Which query? That depends on what you want, since your queries select different things (hence the error you're seeing):
- your CSS query fetches all
.w-dyn-item
elements; but those elements are spread across three .w-dyn-list
containers—one for .gold
, one for .silver
, and one for .bronze
—and, as it stands,
- your XPath query only fetches
.w-dyn-item
elements from the first container—.gold
.
If you want only the .gold
items, you'll have to adjust your count query:
num_options = len(driver.find_elements_by_css_selector(".w-dyn-list.gold .w-dyn-item"))
# ...
If you want all of the items, you'll have to adjust your iteration query:
for i in range(num_options):
xpath = "/html/body/div[3]/div[1]/div[1]/div/div/div[" + str(i+1) + "]/a/div[1]/div[2]"
# ...
A better solution
But you're doing a lot of work just to click an element. You don't need to use JavaScript; Selenium provides WebElement#click()
for just this purpose:
items = driver.find_elements_by_class_name("w-dyn-item")
for item in items:
item.find_element_by_xpath("./a/div/[1]/div[2]").click()
This is better, but the XPath query is still very specific and inflexible; if anything about the arrangement of the DOM tree in the list item changes, your query will break. Also, the XPath query also doesn't tell me what you're trying to click, making it impossible to tell why you're trying to click it.
Instead, since you're no longer sending XPath to the browser, you can use another CSS query to better express yourself in a more resilient way:
items = driver.find_elements_by_class_name("w-dyn-item")
for item in items:
item.find_element_by_class_name("description").click()
# ...
Now it's clear that you're trying to click on the description for each item. And because you're not specifying where the description appears, the site can change (within reason) without breaking your script.
The best solution
And by looking even closer at your script, one can see that the only reason you're clicking on the item description is so that you can navigate to the detail page to extract the project title. But that information is already present in the initial list: in the <h4>
element for each item.
Unless there's additional information you need that doesn't exist on the list page, you don't need to navigate to the detail page.
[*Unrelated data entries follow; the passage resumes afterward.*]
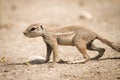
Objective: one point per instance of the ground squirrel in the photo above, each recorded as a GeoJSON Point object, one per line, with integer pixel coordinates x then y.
{"type": "Point", "coordinates": [75, 35]}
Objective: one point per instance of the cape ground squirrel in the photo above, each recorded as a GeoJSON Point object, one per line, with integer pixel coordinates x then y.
{"type": "Point", "coordinates": [75, 35]}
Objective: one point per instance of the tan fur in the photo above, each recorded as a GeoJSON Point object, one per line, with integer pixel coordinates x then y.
{"type": "Point", "coordinates": [78, 36]}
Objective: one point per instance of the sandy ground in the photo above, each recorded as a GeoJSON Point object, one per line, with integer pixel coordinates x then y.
{"type": "Point", "coordinates": [102, 16]}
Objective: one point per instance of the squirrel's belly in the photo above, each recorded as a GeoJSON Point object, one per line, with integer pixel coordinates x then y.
{"type": "Point", "coordinates": [65, 41]}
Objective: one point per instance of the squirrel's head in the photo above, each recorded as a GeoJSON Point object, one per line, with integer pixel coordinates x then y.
{"type": "Point", "coordinates": [34, 30]}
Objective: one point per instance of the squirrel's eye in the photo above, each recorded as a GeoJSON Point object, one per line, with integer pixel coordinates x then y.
{"type": "Point", "coordinates": [32, 29]}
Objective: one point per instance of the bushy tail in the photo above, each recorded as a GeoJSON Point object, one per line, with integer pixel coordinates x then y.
{"type": "Point", "coordinates": [111, 44]}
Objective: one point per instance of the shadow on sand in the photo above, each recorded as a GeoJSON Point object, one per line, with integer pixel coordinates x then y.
{"type": "Point", "coordinates": [39, 61]}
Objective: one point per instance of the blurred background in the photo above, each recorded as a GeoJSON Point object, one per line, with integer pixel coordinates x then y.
{"type": "Point", "coordinates": [102, 16]}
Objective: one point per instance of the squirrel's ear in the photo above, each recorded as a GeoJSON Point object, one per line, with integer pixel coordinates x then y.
{"type": "Point", "coordinates": [41, 27]}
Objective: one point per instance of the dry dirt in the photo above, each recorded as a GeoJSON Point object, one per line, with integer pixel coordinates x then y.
{"type": "Point", "coordinates": [102, 16]}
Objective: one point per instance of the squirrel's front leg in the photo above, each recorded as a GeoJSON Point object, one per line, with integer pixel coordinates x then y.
{"type": "Point", "coordinates": [49, 50]}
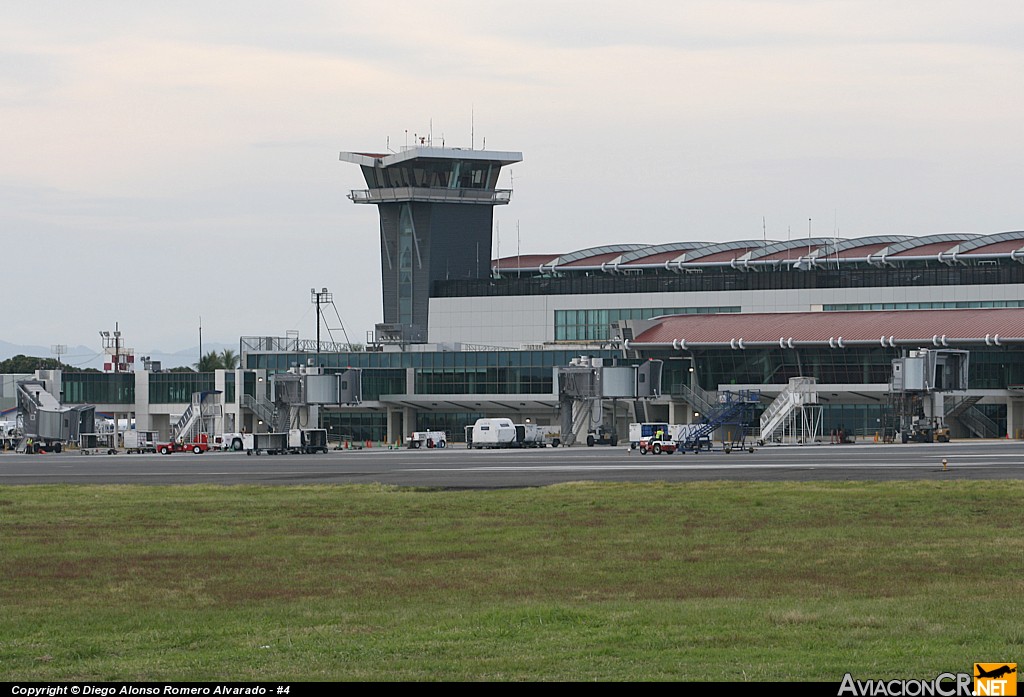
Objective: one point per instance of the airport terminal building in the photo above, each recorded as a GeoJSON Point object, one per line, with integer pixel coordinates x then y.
{"type": "Point", "coordinates": [466, 335]}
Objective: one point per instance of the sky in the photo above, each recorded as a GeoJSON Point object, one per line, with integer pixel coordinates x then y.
{"type": "Point", "coordinates": [171, 166]}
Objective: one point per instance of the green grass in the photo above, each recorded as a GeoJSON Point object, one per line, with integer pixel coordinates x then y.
{"type": "Point", "coordinates": [702, 581]}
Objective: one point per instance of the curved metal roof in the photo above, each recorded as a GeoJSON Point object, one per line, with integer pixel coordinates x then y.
{"type": "Point", "coordinates": [800, 247]}
{"type": "Point", "coordinates": [590, 253]}
{"type": "Point", "coordinates": [1008, 242]}
{"type": "Point", "coordinates": [753, 252]}
{"type": "Point", "coordinates": [838, 330]}
{"type": "Point", "coordinates": [720, 252]}
{"type": "Point", "coordinates": [678, 248]}
{"type": "Point", "coordinates": [929, 245]}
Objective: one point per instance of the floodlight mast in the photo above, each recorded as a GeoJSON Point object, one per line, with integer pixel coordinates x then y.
{"type": "Point", "coordinates": [320, 298]}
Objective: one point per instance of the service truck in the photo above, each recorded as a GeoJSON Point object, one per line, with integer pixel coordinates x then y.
{"type": "Point", "coordinates": [140, 441]}
{"type": "Point", "coordinates": [199, 445]}
{"type": "Point", "coordinates": [493, 433]}
{"type": "Point", "coordinates": [307, 440]}
{"type": "Point", "coordinates": [427, 439]}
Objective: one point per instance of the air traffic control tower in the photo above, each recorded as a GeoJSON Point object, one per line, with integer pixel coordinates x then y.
{"type": "Point", "coordinates": [436, 213]}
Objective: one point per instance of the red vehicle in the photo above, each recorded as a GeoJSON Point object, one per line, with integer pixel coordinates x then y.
{"type": "Point", "coordinates": [656, 446]}
{"type": "Point", "coordinates": [199, 445]}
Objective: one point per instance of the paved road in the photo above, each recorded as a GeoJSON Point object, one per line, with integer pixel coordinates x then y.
{"type": "Point", "coordinates": [459, 468]}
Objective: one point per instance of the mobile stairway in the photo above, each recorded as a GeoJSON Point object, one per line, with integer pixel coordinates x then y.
{"type": "Point", "coordinates": [794, 415]}
{"type": "Point", "coordinates": [971, 418]}
{"type": "Point", "coordinates": [733, 409]}
{"type": "Point", "coordinates": [46, 424]}
{"type": "Point", "coordinates": [204, 415]}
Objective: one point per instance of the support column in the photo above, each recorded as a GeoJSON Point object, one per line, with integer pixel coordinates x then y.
{"type": "Point", "coordinates": [1015, 417]}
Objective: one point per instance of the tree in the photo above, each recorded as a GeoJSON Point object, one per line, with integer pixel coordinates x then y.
{"type": "Point", "coordinates": [208, 362]}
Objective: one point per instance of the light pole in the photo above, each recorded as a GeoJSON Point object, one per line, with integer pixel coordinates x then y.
{"type": "Point", "coordinates": [320, 298]}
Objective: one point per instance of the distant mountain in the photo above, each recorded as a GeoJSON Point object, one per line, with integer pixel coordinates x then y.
{"type": "Point", "coordinates": [86, 356]}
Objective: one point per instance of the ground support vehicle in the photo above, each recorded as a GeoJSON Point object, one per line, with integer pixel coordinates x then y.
{"type": "Point", "coordinates": [96, 443]}
{"type": "Point", "coordinates": [552, 435]}
{"type": "Point", "coordinates": [426, 439]}
{"type": "Point", "coordinates": [733, 415]}
{"type": "Point", "coordinates": [199, 445]}
{"type": "Point", "coordinates": [691, 437]}
{"type": "Point", "coordinates": [928, 431]}
{"type": "Point", "coordinates": [237, 441]}
{"type": "Point", "coordinates": [270, 443]}
{"type": "Point", "coordinates": [307, 440]}
{"type": "Point", "coordinates": [140, 441]}
{"type": "Point", "coordinates": [529, 435]}
{"type": "Point", "coordinates": [602, 436]}
{"type": "Point", "coordinates": [656, 447]}
{"type": "Point", "coordinates": [646, 430]}
{"type": "Point", "coordinates": [493, 433]}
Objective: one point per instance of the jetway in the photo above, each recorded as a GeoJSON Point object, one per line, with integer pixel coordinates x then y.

Instead, just find the <h4>
elements and extract their text:
item_headings = driver.find_elements_by_css_selector(".w-dyn-item h4")
project_titles = [item_heading.text for item_heading in item_headings]
You can see in the page's HTML that there are only 10 div elements with the xpath
/html/body/div[3]/div[1]/div[1]/div[1]/div/div
While there are 73 elements with the class w-dyn-item
(no elements have only this class).
The result is that you try to iterate over 73 elements in an array of 10.